Oftentimes, the band’s animal expression is tied to Kevin Feazey’s rough bass tone. On the album’s first single, “Ark”, he leads the charge with a raspy rallying cry. Soon, he’s flanked by a pair of jangled guitars. The bouncy groove is warm and sunny, but the foggy bass keeps a chill in the air. The tune gradually grows more refined, with interlocking arpeggios sliding into place. By this time, Feazey has been seemingly defanged. But the genteel moment is overturned with a sudden punch of distortion and sharp drum beat that releases the bass to briefly stalk between the ringing guitars. His freedom is quickly curtailed though and the melody asserts a thoughtful control. It suggests that events are falling into place, that ambitions are coming to fruition. Even the bottom end finds a supporting role. But like most plans, this one eventually confronts a harsh reality and the percussive crunch returns. After chaos spends itself in a victorious show of force, order returns, but makes a more tentative sortie. The drums and bass cautiously step forward with a triplet riff and the guitars test the waters with simple expansive notes that lightly echo in space. Growing in confidence, the tune builds in volume and complexity, finally rising to a satisfied climax that balances the beauty of singing guitars and the beastly bass. It’s particularly nice that the band avoids self-indulgence by fitting such progressive excursions into a manageable run time. “Ark” tells its story in about four minutes.

The Fierce And The Dead had its roots in Steven’s solo music, which is filled with ethereal guitar loops. When Steve Cleaton joined for the group’s last EP, On VHS (2012), his guitar and keyboard work pushed the band to develop a rougher edge. “Intermission 3” harks back to their beginnings with a loose ambient flow. Softly hazed echoes and a windswept soundscape set the mood. As sounds swell into view and then fade, there’s the disorienting sense that something is pacing at the edge of perception. The eerie tension finally bleeds off like a fading apparition, lulling the listener. But it’s a false sense of release and the dissipating fog is ripped apart with the transition to the title track. Like a cold splash of water or a jarring slap, “Spooky Action” triggers an adrenaline spike. The tight, staccato rhythm and thick wall of guitar snarl offer a distressed King Crimson vamp as the song takes its time setting the hook. In a trademark dynamic shift, the tune brings the fear to a head then drops into a sun-dappled interlude. Cheery pop guitars and percussion chimes offer a carefree rebuttal to the opening anxiety. The song is permeated with a feeling of acceptance as it picks up a stronger sense of direction. Even the sudden fearful shift back to the opening can’t sabotage the mood completely. Taken together, these two songs form a joint view of the supernatural. “Intermission 3” sets up the mystery of the unknown, the start of “Spooky Action” captures a shocking confrontation with the unexpected and underneath it all, the third panel promises more comforting possibilities. Ultimately, the fear remains with the band unwilling to cocoon themselves away from their unsettling encounter.
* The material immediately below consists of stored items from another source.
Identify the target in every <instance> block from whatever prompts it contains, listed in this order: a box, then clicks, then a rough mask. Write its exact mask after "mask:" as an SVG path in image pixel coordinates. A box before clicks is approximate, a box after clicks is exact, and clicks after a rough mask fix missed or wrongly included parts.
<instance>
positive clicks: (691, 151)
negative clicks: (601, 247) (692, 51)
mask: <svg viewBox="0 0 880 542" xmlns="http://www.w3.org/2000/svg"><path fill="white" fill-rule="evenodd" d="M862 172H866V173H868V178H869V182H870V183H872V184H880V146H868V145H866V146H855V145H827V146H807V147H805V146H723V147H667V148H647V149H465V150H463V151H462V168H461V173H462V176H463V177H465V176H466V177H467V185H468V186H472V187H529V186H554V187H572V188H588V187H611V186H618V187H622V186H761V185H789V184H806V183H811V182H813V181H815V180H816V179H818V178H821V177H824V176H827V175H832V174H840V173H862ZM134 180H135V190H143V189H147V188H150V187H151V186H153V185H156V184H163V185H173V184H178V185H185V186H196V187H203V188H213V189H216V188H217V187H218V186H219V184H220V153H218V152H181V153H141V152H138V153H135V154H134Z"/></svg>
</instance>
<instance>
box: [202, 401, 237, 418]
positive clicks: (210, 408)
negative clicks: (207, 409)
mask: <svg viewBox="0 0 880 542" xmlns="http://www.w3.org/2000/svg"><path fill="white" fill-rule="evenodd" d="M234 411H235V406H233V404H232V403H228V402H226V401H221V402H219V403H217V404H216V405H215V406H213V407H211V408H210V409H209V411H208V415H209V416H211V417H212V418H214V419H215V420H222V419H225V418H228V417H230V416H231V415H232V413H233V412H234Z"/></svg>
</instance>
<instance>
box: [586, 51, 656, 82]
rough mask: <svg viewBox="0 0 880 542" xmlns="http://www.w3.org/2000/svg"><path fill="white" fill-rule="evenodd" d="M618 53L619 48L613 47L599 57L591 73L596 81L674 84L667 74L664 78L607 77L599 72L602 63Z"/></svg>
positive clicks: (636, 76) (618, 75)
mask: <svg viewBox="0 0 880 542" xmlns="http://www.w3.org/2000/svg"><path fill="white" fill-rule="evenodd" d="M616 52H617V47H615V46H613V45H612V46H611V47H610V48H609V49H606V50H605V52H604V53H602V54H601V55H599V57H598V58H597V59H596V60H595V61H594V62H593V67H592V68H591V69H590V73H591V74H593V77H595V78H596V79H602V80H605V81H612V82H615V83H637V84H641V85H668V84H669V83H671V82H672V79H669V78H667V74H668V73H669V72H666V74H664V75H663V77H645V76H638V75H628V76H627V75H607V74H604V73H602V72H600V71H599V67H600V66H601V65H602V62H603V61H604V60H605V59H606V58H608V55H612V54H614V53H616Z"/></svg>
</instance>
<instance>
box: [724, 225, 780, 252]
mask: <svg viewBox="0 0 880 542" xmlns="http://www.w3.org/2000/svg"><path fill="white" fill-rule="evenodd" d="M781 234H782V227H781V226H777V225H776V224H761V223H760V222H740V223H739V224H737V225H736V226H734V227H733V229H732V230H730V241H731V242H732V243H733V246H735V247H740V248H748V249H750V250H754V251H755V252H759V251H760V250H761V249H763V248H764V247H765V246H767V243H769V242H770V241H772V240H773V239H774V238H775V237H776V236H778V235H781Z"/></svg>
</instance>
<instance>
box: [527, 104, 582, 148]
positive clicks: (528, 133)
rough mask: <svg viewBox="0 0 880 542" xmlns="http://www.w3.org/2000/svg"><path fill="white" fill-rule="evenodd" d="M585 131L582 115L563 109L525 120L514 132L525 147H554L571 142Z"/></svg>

While Cleaton certainly drives the punch on “Spooky Action”, his influence feels strongest on “I Like It, I’m Into It”. The heavy track opens with a blend of Thrak-era King Crimson and pulsating acid rock. Stuart Marshall’s drumming is exquisite, providing the perfect framework for the 15/8 grind, then exploding into flamboyance for the turn around breaks. This time, the dynamic drop has its own flavor. The last guitar note hangs while the bass thumps its way through a post punk march. When the guitar joins in, it’s ejected the distortion for a crystalline chime. The piece builds with repetition to wind itself into a classic rock jam and psychedelic lead before closing out on a tightly synchronized finish.

The evocative songs on Spooky Action serve up a stream of surprises, but maintain a coherent sonic aesthetic that finds resonance in such diverse artists as El Ten Eleven, XTC, Robert Fripp, and Black Flag. The bite-sized pieces evolve and develop into fully formed vignettes. It’s no wonder that Stevens and the band are making such a splash on the post-rock scene, with a Limelight nomination this year at Prog Magazine. Surrounded by trivial music, the Fierce And The Dead‘s instrumentals are a bracing tonic.